Full story, 6.00pm on #9Newspic.twitter.com/TP5iXLyG7m
"As her honour said, there was a third video I wanted to show which was the video cam at the end of the taser gun, but she said 'I've seen your client tasered twice now, and to be quite honest, I don't think I could stomach a third one. If you don't mind, I don't want to see it'.
"That gives you the impression of the reaction people had when viewing the videos. [Scott] has been very quiet, very introverted, within himself and non-committal.
"This has affected him greatly and he is very much relieved to know it's over. He doesn't have to go to court anymore, he has been vindicated.
"He walks out of there with his head held high and the NSW Police Force will be a little concerned I'd imagine. He may very well sue them for wrongful arrest, unlawful handcuffing and otherwise assaulting him.
"I've given him some advice and it's a matter he has got to decide on in due course. It seems quite obvious they are concerned about that."
Police prosecutor Rebecca Becroft questioned how long police officers were meant to wait for Scott to sober up, and that it would have been dangerous to him and society to leave him in such a state, after he had been drinking at The Ivy in the hours prior.
CCTV video footage shows Scott repeatedly kicking a bike outside the Olympic Hotel in Paddington. He then punches a taxi cab and throws his phone at a passing car from the middle of the road.
"God that could have killed me," the driver of the car said in a statement.
Macedone said Scott lost a Nike sponsorship as a result of the charges, while the "NRL came down so hard on him" he feared he would lose his career.

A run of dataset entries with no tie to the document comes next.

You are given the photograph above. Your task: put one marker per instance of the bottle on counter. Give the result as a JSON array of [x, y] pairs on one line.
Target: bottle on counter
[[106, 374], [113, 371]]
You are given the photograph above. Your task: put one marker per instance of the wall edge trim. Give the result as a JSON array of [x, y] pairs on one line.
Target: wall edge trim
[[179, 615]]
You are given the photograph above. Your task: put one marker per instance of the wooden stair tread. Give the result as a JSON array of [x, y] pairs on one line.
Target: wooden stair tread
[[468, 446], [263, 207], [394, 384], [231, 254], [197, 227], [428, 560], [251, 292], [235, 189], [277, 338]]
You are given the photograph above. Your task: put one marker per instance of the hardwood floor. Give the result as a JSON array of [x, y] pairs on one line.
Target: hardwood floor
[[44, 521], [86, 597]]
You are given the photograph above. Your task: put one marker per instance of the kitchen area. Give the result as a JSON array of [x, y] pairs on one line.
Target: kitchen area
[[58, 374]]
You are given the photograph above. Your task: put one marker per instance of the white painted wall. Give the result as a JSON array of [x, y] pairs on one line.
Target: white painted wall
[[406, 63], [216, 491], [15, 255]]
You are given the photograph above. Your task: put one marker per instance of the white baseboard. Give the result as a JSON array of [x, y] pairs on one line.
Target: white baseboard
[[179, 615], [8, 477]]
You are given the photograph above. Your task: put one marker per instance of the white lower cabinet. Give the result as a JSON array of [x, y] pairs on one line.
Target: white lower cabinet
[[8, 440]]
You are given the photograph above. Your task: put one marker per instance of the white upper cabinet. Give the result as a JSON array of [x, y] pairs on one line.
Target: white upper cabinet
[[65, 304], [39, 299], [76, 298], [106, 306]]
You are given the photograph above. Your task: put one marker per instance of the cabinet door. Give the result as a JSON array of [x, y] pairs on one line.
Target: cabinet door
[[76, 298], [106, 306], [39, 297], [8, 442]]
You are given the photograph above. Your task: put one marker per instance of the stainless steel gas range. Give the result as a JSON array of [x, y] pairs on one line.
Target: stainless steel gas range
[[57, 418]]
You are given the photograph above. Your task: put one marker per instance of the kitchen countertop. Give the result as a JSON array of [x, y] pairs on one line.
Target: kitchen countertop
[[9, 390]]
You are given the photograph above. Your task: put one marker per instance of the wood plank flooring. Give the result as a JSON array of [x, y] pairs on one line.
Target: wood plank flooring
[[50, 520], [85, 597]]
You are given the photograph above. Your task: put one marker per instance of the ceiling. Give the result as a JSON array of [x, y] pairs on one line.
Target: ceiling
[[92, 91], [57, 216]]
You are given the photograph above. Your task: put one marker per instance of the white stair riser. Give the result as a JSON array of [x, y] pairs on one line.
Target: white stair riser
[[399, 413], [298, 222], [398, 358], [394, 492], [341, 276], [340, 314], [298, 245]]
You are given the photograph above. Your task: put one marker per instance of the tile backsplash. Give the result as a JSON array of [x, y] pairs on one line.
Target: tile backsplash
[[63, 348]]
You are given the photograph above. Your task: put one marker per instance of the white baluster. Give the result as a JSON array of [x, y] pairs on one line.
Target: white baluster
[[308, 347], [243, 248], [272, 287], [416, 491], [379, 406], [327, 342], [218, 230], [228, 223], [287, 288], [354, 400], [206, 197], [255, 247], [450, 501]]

Macedone argued that police prosecutors should pay legal costs of more than $100,000, but Becroft said it was "absurd" that a two-day trial could have "incurred such an extravagant amount of money". Giles will hand down a decision about costs on September 25.
"You don't look at police statements because they're full of inconsistencies and untruths. What you've got is a video showing you exactly what happened," Macedone said.
"You don't have to worry what someone else tells you what happened. You can see. Any decent prosecutor or investigative team would have sat down, watched those videos and thought 'hell, do we want to run this?'
"They only wanted to show a little bit because they didn't want the foot stomping, the bloody punches, hammer slaps to his thigh and all of that to come out, but it did. Everyone got a taste of what they did, it wasn't right."